Let me close it now, thanks for the help @elezar @klueska

elezar commented 6 months ago

It works well after I updated the configuration in /etc/nvidia-container-runtime/config.toml: ldconfig = "/sbin/ldconfig.real" -> ldconfig = "@/sbin/ldconfig.real"

Let me close it now, thanks for the help @elezar @klueska

Thanks for the update @cyclinder. Do you know why your config file was referring to /sbin/ldconfig.real and not @/sbin/ldconfig.real? (Which distribution are you using)

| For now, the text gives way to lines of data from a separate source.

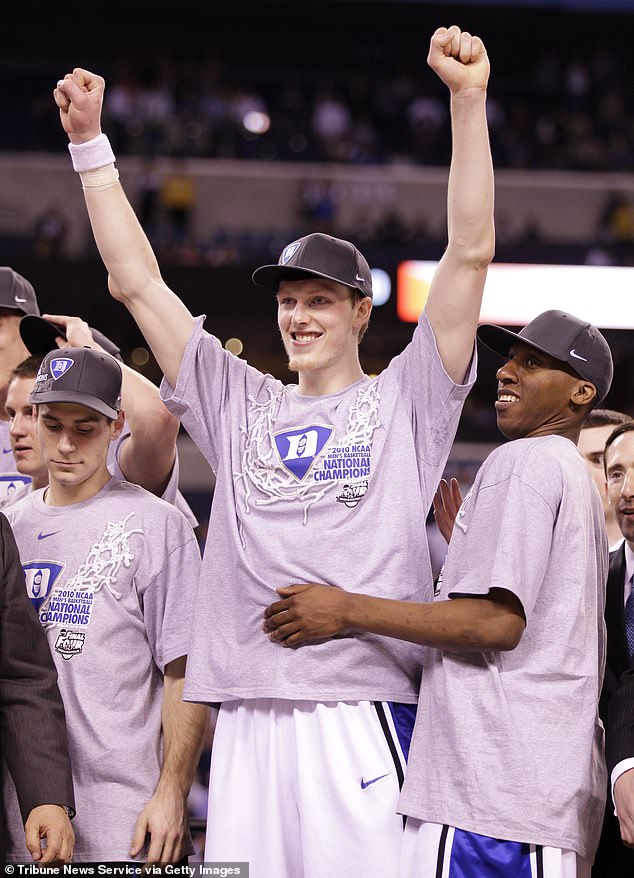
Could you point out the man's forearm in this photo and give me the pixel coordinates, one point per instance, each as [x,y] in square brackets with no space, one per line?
[462,624]
[184,728]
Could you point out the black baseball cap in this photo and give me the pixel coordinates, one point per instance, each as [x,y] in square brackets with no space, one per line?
[16,292]
[564,337]
[39,336]
[318,255]
[79,375]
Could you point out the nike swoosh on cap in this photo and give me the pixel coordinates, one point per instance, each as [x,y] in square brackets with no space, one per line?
[366,783]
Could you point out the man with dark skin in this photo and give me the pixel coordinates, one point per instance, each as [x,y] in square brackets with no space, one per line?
[509,612]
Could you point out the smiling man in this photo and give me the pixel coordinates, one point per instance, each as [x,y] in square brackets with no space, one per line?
[307,758]
[111,570]
[506,774]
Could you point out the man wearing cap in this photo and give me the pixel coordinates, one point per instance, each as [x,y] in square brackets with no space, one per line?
[145,452]
[17,298]
[506,775]
[324,480]
[111,570]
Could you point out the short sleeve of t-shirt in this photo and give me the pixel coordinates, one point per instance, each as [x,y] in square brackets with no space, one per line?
[168,598]
[504,529]
[211,383]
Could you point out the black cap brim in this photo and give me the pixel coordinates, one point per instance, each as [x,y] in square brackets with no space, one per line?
[77,398]
[500,340]
[270,276]
[40,336]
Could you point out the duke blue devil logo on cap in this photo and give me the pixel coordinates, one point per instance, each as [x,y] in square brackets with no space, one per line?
[298,449]
[288,252]
[40,578]
[59,366]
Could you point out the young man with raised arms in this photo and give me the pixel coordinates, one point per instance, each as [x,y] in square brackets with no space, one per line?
[309,750]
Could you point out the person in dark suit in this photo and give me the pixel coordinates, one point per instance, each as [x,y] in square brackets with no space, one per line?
[617,697]
[32,722]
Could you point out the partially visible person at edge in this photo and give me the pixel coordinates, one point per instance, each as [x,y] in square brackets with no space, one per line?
[506,775]
[33,740]
[111,570]
[302,470]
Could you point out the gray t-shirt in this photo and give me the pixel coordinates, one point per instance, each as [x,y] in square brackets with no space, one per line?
[331,489]
[113,578]
[509,744]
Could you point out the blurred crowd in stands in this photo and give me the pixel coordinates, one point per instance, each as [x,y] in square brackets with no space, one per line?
[570,111]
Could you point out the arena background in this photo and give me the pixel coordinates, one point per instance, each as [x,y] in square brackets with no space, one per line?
[241,126]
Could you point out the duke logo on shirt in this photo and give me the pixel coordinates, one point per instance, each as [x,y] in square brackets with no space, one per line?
[298,449]
[40,578]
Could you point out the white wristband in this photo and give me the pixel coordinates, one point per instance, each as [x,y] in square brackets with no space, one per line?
[99,178]
[93,154]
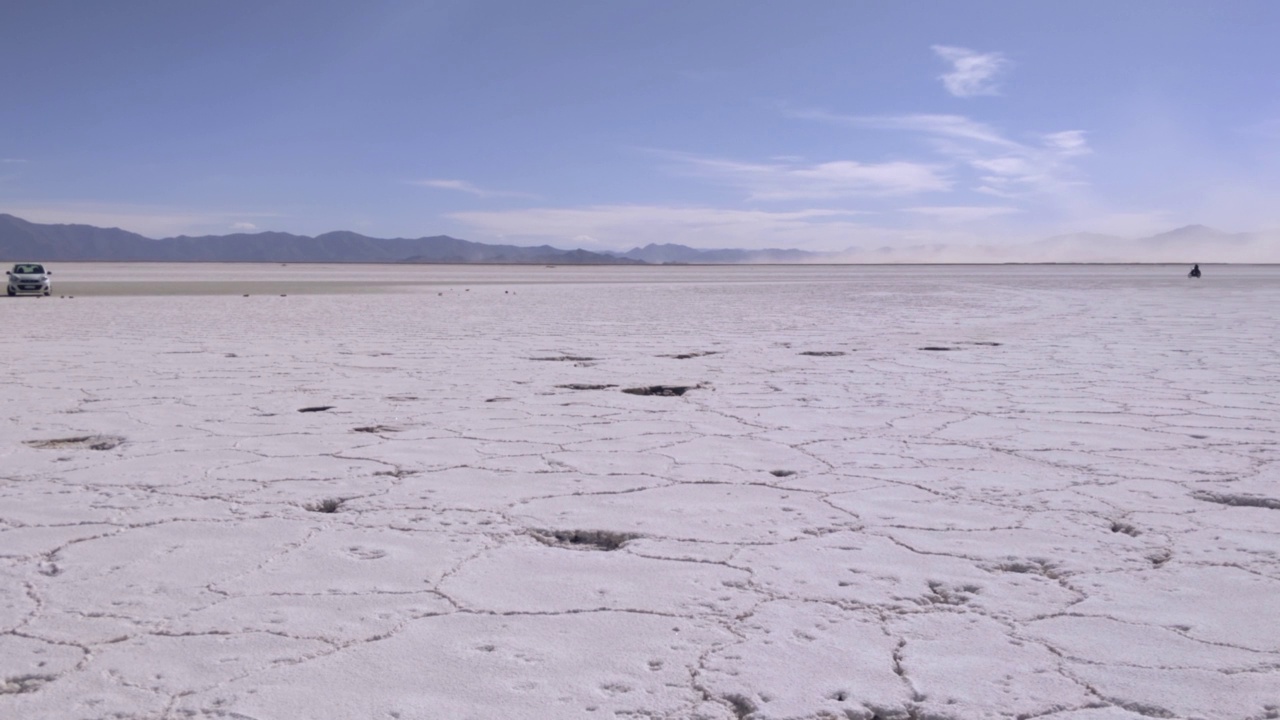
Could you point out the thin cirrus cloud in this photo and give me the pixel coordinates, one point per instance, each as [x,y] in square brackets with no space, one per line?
[790,178]
[470,188]
[972,73]
[952,214]
[1002,167]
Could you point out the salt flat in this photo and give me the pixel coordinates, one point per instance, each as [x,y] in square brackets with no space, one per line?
[958,492]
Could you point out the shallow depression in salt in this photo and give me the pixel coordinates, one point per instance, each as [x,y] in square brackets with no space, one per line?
[859,492]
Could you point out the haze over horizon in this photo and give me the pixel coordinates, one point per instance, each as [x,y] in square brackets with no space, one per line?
[818,126]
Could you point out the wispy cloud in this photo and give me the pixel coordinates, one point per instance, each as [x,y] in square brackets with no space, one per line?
[1002,167]
[952,214]
[790,178]
[464,186]
[972,73]
[626,226]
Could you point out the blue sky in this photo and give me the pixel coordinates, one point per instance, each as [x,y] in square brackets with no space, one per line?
[608,124]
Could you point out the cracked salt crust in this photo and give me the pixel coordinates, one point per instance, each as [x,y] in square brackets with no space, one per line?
[1072,514]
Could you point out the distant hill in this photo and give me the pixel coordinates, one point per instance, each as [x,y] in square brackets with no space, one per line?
[668,253]
[21,240]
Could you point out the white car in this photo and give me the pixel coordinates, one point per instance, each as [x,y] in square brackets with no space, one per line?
[28,278]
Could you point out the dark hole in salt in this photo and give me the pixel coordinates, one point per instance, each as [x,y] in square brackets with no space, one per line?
[327,505]
[584,540]
[662,391]
[565,359]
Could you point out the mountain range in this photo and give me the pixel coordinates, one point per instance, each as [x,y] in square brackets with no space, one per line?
[22,240]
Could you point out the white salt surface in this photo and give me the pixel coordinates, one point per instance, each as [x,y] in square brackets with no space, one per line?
[1070,513]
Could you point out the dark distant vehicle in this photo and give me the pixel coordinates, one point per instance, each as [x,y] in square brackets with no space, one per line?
[28,278]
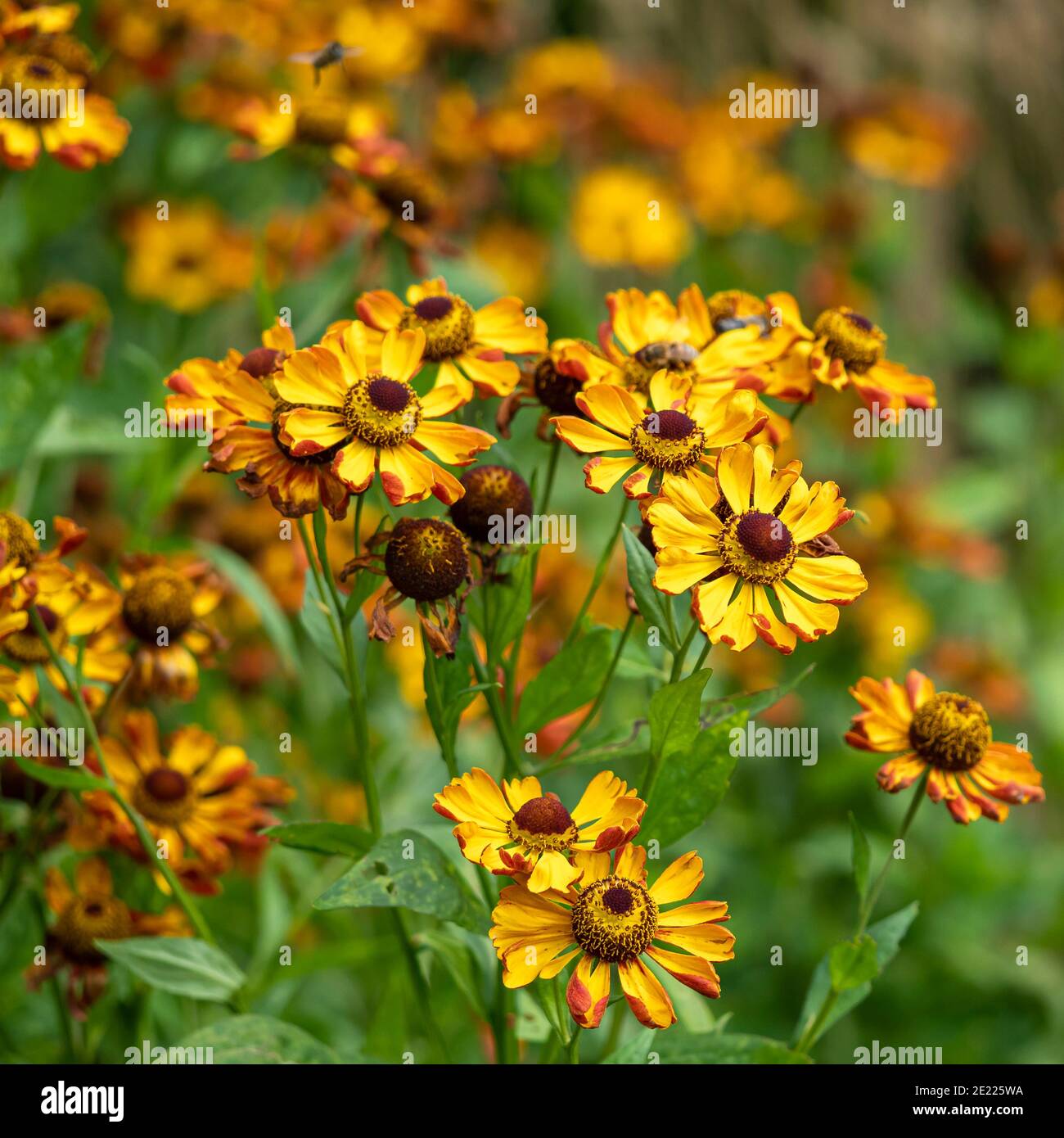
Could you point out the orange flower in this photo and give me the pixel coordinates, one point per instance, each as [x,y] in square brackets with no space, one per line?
[946,735]
[87,913]
[352,397]
[469,346]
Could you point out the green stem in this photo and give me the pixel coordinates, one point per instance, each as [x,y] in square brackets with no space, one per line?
[682,653]
[600,571]
[146,840]
[701,659]
[420,983]
[600,699]
[812,1033]
[511,762]
[446,747]
[868,907]
[551,472]
[355,691]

cyclinder commented 6 months ago

I'm using Ubunu22-04, but I don't know why it changed, the default value should be @/sbin/ldconfig.real, Right?

elezar commented 6 months ago

Yes, the value should be @/sbin/ldconfig.real on ubuntu-based systems. There was some logic added to better detect this value when installing the packages and it could be that some edge-case caused this to fail. I will look at our changes and assess whether there is a bug that needs addressing.

cyclinder commented 6 months ago

Thanks for the job! how are these files generated and who reads the file? Can I find those details? I'm trying to understand it :)

elezar commented 6 months ago

@cyclinder the config file is installed as part of the nvidia-container-toolkit-base package. Starting with the 1.14.0 release it is generated for the target distribution instead of for each supported distribution.

For debian / ubuntu packages that is defined here: https://github.com/NVIDIA/nvidia-container-toolkit/blob/2f3600af9aa46afc84f0e422cba75f9f6e884c21/packaging/debian/nvidia-container-toolkit-base.postinst#L7

cyclinder commented 6 months ago

Thanks for the explanation @elezar! I'm going to take the time to learn this.